The ID.3 is arguably going to be the Golf of the electric generation, so Volkswagen had to get it right. It appears it has done so, with the ID.3 featuring smart yet inoffensive styling, a modern interior and a good range of electric powertrain options.
It’s not too expensive, either, which will be vital if EVs are going to really take over the mainstream market.
When Cupra broke off from Seat and pledged to build its own performance cars, no one could have expected the success story that was to come.
The Cupra Formentor is the firm’s first standalone model and a stunning-looking coupe-SUV at that. It shares engines with the Seat Leon hot hatch, so there’s a 306bhp petrol and 242bhp hybrid.
Land Rover Defender
Much like the Fiat 500, but in a completely different section of the market, the Defender was a reborn icon. Some hardcore fans of the classic aren’t happy that this model has moved upmarket, but Land Rover has worked hard to make sure it’s still just as well-suited to a tough life as before.
However, now it’s also a fantastic road car with a lovely cabin. It achieves the seemingly impossible task of being able to tackle any off-road terrain you chuck at it while also being supremely comfortable on the school run.

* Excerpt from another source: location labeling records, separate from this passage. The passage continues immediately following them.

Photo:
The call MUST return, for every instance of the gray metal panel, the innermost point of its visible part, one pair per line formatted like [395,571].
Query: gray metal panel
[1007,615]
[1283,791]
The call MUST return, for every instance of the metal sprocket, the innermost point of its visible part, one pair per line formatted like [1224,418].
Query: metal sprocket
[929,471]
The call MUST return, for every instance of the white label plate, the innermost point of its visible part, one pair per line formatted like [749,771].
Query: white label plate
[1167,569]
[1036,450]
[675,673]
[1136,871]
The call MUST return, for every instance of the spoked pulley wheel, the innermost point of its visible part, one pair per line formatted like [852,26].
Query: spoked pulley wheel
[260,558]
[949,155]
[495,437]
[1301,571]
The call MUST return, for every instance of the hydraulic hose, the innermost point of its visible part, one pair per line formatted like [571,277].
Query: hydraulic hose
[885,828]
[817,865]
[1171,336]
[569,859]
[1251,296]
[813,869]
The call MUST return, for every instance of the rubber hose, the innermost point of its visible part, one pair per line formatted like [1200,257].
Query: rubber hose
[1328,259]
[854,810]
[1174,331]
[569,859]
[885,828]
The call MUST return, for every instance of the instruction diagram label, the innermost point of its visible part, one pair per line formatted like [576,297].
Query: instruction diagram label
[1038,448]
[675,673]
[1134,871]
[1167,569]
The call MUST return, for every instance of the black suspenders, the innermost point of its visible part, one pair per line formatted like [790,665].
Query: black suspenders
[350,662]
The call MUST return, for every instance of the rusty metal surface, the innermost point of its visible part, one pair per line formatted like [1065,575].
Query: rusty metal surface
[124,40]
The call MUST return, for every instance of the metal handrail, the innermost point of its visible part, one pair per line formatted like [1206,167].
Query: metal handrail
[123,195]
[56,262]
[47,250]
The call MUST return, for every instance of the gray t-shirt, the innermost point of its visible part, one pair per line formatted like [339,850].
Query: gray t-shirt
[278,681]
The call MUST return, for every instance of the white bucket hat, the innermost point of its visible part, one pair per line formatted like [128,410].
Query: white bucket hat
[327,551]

The new Yaris is proof Toyota was right to get ahead of the game with hybridisation. You’ve been able to get a hybrid Yaris for years now, and with the new one that platform has been developed into a fantastic little powertrain that makes this one of the most appealing city cars on sale today.
It’s also ditched the dull looks for something a bit more interesting, which should expand its appeal even further.